Avalanche danger and heavy rainfall kept highways closed Tuesday across the state’s two most heavily traveled Cascade mountain passes, a state Transportation Department spokesman said.
And rivers were rising around the state as rain and mild temperatures followed last week’s deep freeze.
Rising temperatures also were considered a factor in the avalanches late Monday that closed Snoqualmie and Stevens passes, the primary links between Eastern and Western Washington.
Crews were working around the clock Tuesday trying to clear snow and debris from Interstate 90 and U.S. Highway 2, said state Transportation Department spokesman Bill Southern.
But the weather was working against them.
At Snoqualmie, where Interstate 90 crosses the Cascades about 50 miles east of Seattle, the day began with heavy snow that by late afternoon had become torrential rainfall, Southern said.
The road was closed from milepost 82 near Cle Elum for westbound traffic and from milepost 34 at Edgewick Road for eastbound lanes.
The weather “gives us serious concerns … for avalanche control,” Southern said.
Stevens Pass, which channels U.S. Highway 2 across the mountains southeast of Everett, was opened briefly Tuesday afternoon and then closed again for avalanche control, Southern said.
“There’s no word as to when it will reopen,” he said.
The road was closed westbound at Coles Corner at milepost 64 and eastbound at milepost 58 at Scenic.
Avalanches Monday dumped as much as 12 feet of snow on I-90 near the pass, briefly trapping one motorist.
Don McQuilliams, 25, of Kent, Wash., was rescued within about 30 minutes.
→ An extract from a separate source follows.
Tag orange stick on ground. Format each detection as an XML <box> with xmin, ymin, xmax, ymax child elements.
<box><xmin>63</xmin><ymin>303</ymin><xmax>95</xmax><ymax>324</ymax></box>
When the snowslide stopped, he brought his hands up in front of his face to clear an air pocket so he could breathe, he said.
The slides were caused by heavy new snow slipping off an ice base.
“It was just like a big cloud of smoke,” said George Wood, who was driving toward Snoqualmie Pass when the slide struck I-90.
Meanwhile, lowland flooding was reported along the Klickitat River and is expected along the Skokomish, the National Weather Service said.
Earlier Tuesday, an ice jam caused flooding on Patit Creek in Columbia and Walla Walla counties in the state’s southeastern corner, but the jam broke up and the flooding subsided.
Flood warnings are in effect for all rivers and streams in the state.